I never get flu shots — not because I'm lazy or have a blatant disregard for my health and the health of those around me, more because I just...don't. Preventative, blah blah. But maybe I'll reconsider: Tamiflu, the flu treatment included in a list of "essential medicines" by the World Health Organization and stocked by governments in case of global flu outbreak, is under fire from the British Medical Journal (BMJ) because there's "no evidence the drug can actually stop the flu." Dang.
Tamiflu is not the same as the flu shot; the flu shot is a vaccine whereas Tamiflu is taken when you actually come down with the flu. According to ABC News, the BMG is "asking the drug maker Roche to release all its data on Tamiflu, claiming there is no evidence the drug can actually stop the flu."
The BMJ and researchers at the Nordic Cochrane Centre in Copenhagen requested the Tamiflu documents and data from Roche in 2009, but the company didn't comply. That did not go over well with the BMJ, as you can imagine.

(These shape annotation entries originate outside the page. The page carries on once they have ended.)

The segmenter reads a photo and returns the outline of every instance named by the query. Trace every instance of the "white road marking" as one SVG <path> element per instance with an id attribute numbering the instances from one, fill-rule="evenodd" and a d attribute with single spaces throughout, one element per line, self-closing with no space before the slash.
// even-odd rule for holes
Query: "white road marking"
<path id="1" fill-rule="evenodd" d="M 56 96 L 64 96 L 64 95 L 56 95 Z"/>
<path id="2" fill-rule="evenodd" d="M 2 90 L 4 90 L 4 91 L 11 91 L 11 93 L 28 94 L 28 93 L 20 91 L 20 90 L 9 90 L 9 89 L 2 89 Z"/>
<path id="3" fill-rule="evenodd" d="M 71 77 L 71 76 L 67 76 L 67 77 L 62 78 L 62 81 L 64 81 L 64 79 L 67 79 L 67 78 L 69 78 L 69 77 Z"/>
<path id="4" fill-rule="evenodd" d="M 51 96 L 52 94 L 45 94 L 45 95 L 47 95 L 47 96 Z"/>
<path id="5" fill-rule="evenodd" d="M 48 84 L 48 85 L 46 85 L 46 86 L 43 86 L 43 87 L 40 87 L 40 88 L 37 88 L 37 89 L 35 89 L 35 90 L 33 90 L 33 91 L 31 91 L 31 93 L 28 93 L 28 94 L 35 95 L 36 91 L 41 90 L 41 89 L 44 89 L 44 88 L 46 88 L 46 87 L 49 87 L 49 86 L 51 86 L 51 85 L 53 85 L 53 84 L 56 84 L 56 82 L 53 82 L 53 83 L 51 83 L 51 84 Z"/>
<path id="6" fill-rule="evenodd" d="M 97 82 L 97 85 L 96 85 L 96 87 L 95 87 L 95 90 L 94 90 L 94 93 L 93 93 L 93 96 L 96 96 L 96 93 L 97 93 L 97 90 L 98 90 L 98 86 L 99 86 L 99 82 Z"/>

Tsk tsk, Roche.
For their part, Roche claims they released all the data they could, barring legal or confidentiality constraints. That's not enough for the BMJ.
"I suggest we boycott Roche's products until they publish missing Tamiflu data," wrote Peter Gotzsche, leader of the Nordic Cochrane Centre. He said governments should take legal action against Roche to get the money back that was "needlessly" spent on stockpiling Tamiflu.
According to ABC News, the CDC recommends Tamiflu as one of two medications for treating regular flu in the United States. However, since the Cochrane Centre scientists who were commissioned by Britain to evaluate flu drugs found no proof that Tamiflu reduced the number of influenza complications, that's kinda scary, right?
Because Tamiflu is known to have sometimes dangerous side effects, especially in kids, I'm interested to see what else comes of this story.